Campo Grande - terça-feira, 23 de junho de 2026
Os dados publicados pela SEMED, atendem a determinação da nova lei federal que prevê que prefeituras divulguem dados sobre planejamento e permanência de alunos
Michelly Perez - 10/05/2024 • 12:00
Mãe solteira/Foto: Marcos Maluf
Em Campo Grande, 6.919 crianças aguardam por uma vaga nas EMEIs (Escolas Municipais de Educação Infantil), conforme relatório da Semed (Secretaria Municipal de Educação) de janeiro deste ano.
A divulgação já atende a uma nova determinação publicada na última segunda-feira (6), no Diário oficial da União, Lei 14.851/2024, que estabelece que o levantamento passa a ser critério de prioridade na destinação dos recursos federais de financiamento da expansão da oferta de vagas em creches para crianças de até três anos de idade.
Em nota, a Semed confirmou para a Revista A Foto, que disponibilizou, inicialmente para o ano letivo de 2024, um total de 6.369 novas vagas nas EMEIs, que somadas às vagas abertas com as entregas das salas modulares já concluídas até o momento (3.120), resultam em 9.484 vagas neste ano.
“No decorrer do ano letivo, mais vagas estão sendo disponibilizadas, através de investimentos do executivo municipal, como a construção dessas 166 novas salas nas escolas municipais, que no total vão gerar 6.600 novas vagas, tanto para unidades com ensino fundamental, quanto para a educação infantil, o que equivale a 13 novas escolas em Campo Grande”, destacou.
A Semed ainda esclarece que, os alunos das etapas obrigatórias do ensino fundamental da Reme são prontamente atendidos.

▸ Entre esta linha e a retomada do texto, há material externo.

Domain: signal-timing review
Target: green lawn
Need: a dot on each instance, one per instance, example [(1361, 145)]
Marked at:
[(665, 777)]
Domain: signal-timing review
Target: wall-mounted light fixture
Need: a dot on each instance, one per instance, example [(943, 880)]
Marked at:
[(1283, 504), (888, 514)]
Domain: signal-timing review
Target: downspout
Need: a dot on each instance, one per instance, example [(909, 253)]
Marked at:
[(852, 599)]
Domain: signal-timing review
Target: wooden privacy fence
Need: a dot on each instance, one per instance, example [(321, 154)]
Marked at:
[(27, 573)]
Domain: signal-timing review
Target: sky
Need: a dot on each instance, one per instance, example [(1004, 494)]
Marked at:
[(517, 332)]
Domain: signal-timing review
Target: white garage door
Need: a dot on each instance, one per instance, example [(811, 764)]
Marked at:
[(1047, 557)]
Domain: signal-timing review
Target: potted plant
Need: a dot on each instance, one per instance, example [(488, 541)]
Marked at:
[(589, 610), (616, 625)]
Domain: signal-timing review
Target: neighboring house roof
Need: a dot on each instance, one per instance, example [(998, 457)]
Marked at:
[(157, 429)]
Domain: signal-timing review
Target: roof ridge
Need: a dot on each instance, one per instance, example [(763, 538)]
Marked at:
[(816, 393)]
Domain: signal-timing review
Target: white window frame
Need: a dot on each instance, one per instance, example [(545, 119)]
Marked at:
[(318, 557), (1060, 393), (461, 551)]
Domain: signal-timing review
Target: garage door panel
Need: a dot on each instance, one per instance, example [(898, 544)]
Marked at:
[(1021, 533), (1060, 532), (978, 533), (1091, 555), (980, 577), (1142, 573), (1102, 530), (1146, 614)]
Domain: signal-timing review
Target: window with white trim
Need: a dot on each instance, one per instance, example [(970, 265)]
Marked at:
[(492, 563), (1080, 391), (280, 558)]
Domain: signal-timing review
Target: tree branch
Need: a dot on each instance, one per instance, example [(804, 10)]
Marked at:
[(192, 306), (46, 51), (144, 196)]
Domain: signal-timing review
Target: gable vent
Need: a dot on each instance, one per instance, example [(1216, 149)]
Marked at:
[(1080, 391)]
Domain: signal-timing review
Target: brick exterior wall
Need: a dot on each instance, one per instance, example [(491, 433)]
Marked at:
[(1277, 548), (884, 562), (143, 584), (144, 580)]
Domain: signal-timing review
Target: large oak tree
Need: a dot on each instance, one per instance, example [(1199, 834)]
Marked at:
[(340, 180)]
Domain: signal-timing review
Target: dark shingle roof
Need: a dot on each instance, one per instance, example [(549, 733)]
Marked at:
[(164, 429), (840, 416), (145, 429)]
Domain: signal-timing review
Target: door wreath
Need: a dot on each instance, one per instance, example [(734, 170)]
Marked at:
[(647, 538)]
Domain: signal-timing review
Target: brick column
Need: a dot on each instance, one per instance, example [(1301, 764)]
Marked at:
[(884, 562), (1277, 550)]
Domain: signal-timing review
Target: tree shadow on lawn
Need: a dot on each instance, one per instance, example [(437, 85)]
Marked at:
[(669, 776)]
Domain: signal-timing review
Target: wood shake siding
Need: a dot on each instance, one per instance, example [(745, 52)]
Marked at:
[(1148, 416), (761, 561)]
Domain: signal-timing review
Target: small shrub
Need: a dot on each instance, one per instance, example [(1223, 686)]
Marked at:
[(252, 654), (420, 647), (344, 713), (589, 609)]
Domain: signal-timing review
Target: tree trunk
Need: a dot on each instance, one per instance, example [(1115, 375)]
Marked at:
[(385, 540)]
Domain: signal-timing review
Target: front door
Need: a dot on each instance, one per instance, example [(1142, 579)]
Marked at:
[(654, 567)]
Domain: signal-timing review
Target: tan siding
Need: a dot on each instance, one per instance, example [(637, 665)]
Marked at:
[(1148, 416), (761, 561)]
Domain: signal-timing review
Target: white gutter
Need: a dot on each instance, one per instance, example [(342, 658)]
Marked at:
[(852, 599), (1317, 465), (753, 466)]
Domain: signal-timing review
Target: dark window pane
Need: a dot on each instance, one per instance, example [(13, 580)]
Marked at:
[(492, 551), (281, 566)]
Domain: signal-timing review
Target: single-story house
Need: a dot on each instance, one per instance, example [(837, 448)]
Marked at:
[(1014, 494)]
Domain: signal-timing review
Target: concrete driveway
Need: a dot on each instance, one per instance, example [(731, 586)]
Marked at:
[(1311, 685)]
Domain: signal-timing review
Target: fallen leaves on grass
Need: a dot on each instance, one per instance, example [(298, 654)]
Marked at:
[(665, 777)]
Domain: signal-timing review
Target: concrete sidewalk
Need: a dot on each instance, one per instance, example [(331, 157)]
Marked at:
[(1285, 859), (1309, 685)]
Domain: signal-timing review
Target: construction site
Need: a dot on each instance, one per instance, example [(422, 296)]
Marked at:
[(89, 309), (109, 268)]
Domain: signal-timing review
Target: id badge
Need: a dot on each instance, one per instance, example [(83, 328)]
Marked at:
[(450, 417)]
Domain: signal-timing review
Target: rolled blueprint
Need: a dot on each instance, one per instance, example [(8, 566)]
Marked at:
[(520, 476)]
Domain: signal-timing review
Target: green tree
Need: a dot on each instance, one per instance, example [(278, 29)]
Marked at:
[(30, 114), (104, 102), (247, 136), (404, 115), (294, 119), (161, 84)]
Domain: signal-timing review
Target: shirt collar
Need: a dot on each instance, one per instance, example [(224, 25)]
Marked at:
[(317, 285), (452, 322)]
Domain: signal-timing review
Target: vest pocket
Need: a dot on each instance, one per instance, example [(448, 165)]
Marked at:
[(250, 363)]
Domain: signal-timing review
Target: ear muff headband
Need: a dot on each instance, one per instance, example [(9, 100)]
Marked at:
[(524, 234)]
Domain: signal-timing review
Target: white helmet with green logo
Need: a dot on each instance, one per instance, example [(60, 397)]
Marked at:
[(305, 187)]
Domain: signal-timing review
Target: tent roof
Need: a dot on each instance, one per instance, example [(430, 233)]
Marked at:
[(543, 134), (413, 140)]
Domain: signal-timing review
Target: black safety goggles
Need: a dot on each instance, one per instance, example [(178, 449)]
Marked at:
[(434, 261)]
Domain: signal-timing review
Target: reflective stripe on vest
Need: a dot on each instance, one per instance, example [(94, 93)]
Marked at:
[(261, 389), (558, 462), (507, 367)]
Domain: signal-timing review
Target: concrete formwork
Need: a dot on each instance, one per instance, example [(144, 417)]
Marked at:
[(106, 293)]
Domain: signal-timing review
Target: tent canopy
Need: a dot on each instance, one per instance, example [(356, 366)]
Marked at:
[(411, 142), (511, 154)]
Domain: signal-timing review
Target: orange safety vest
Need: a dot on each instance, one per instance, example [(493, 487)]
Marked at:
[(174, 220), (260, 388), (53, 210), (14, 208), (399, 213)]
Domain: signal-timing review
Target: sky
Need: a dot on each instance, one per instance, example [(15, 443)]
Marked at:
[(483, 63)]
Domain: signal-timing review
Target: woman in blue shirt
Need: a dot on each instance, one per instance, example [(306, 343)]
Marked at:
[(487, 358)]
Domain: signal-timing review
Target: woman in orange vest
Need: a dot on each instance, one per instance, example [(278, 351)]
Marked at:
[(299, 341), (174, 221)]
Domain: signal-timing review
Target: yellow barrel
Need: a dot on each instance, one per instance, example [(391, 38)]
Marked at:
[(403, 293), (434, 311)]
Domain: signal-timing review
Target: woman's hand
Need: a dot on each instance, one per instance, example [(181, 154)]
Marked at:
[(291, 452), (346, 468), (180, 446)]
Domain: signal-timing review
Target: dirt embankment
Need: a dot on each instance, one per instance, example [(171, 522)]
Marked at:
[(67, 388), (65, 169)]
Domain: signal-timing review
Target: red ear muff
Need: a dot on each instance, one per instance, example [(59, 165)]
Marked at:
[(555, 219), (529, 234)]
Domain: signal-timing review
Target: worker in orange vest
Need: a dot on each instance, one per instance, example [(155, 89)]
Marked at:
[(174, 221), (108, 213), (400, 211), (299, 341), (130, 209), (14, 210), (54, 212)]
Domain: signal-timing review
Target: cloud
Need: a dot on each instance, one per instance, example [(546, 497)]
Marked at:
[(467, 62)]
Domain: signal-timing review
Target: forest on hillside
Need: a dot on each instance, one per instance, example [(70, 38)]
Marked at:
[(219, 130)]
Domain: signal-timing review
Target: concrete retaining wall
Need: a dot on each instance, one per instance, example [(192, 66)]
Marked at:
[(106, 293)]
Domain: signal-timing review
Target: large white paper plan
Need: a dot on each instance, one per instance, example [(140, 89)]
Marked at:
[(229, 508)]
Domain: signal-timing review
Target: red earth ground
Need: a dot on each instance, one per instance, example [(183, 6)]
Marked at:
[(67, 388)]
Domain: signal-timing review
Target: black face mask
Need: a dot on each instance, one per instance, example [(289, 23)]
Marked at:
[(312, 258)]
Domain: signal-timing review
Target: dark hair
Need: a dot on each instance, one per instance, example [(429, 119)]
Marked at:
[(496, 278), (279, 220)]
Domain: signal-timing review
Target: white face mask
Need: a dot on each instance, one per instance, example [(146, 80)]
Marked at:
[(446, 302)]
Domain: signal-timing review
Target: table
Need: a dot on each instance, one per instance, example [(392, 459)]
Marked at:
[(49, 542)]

Alunos de 4 e 5 anos , que já não estudam nas EMEIs- todos os que solicitam vagas, são prontamente designados para uma unidade escolar, onde a matrícula pode ser efetivada.
No mês de abril, o IBGE (Instituto Brasileiro de Geografia e Estatística), que apontou uma reprimida em todo o país de 2,3 milhões de crianças sem acesso a creches. O estudo revelou ainda que apenas 40% das crianças até 3 anos de idade têm acesso à educação infantil, ficando abaixo da meta de 50% estabelecida pelo Plano Nacional da Educação (Lei 13.005/2014).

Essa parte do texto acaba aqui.